L’élément phare de cette pièce demeure sans contredit le plancher en chêne blanc déposé en chevrons, une audace stylistique qui attire l’œil. « Même si les gens osent rarement choisir le bois dans une cuisine, son côté chaleureux est inégalé, en plus d’être moins dur pour les jambes comparativement à la céramique », souligne avec justesse Nancy Ricard, designer d’intérieur et copropriétaire d’Un Fauteuil Pour Deux. Aussi, pour parfaire son style, une planche droite ceinture la pièce, créant un élégant « effet tapis » qui structure l’espace.

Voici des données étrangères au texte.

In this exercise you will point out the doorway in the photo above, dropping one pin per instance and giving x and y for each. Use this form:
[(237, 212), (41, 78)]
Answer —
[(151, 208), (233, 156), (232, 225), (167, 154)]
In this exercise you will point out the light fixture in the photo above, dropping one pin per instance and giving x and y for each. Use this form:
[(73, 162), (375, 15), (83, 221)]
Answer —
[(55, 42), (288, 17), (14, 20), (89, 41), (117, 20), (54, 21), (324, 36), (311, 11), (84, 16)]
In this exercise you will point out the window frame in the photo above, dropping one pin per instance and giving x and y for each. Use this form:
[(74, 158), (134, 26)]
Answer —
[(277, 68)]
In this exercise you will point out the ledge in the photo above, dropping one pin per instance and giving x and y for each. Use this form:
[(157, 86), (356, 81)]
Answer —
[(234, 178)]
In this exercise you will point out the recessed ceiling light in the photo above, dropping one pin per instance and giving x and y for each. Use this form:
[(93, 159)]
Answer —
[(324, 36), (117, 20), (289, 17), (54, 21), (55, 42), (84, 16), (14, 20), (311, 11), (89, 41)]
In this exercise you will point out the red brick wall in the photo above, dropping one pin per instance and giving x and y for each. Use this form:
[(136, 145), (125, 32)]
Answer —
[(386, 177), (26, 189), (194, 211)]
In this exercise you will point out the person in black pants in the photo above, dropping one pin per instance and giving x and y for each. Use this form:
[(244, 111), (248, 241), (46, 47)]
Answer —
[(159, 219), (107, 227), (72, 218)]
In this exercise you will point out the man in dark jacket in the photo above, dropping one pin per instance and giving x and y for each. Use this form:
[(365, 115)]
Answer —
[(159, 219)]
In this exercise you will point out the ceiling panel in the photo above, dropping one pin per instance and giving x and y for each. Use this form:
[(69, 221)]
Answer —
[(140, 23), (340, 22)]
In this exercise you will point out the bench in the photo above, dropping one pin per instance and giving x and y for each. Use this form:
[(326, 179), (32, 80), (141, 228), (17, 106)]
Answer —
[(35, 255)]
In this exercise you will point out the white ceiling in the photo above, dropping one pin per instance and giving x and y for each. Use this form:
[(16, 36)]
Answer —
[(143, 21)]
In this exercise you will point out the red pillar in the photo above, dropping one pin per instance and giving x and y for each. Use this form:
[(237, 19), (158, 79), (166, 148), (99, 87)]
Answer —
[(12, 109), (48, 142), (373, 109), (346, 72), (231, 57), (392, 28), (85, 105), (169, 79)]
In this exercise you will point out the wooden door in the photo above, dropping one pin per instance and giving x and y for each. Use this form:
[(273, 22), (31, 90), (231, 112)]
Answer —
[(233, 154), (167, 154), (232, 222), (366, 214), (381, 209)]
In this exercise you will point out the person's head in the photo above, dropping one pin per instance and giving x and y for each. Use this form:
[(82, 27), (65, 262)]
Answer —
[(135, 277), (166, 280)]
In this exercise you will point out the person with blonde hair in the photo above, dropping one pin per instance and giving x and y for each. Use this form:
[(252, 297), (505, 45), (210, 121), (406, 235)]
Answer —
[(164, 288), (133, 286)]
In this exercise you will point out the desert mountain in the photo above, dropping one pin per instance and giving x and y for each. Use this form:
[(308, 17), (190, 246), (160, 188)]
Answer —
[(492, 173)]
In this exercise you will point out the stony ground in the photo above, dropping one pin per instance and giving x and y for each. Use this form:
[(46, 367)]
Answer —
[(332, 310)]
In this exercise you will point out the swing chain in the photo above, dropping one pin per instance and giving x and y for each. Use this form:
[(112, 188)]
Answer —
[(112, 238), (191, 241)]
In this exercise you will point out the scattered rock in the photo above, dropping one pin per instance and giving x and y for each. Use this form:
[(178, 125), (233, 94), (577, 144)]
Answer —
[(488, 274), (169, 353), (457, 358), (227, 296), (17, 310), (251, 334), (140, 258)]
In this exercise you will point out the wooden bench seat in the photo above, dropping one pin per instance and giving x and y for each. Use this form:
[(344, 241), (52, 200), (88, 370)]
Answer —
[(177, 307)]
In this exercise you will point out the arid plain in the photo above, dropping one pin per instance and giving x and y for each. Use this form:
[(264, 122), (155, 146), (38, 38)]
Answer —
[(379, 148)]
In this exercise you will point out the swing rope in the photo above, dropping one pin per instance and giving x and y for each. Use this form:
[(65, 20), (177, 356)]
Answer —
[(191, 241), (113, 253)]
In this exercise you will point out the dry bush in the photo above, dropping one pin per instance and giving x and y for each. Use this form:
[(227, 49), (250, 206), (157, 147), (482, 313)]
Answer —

La douceur se poursuit avec les armoires laquées d’une délicate nuance crème, offrant un fini velouté unique, magnifié par les accents dorés de la robinetterie et de la quincaillerie, et rehaussé par la noblesse du quartz qui habille les comptoirs et le dosseret. Le travail de menuiserie est subtil : un cadre droit et plein, avec un rebord biseauté vers l’intérieur, apporte un relief discret. Cette quête de fluidité est renforcée par les électroménagers dissimulés et une hotte cheminée « capée » qui se fond littéralement dans le décor.
Enfin, l’absence de luminaires suspendus au-dessus du grand îlot, remplacés par des caissons au plafond, ainsi que les fenêtres dénudées, inondent la pièce d’une lumière éclatante. L’ajout de tabourets en laine bouclée, déclinés dans les mêmes tonalités crème, vient compléter ce décor au luxe feutré, où chaque élément appelle à la détente.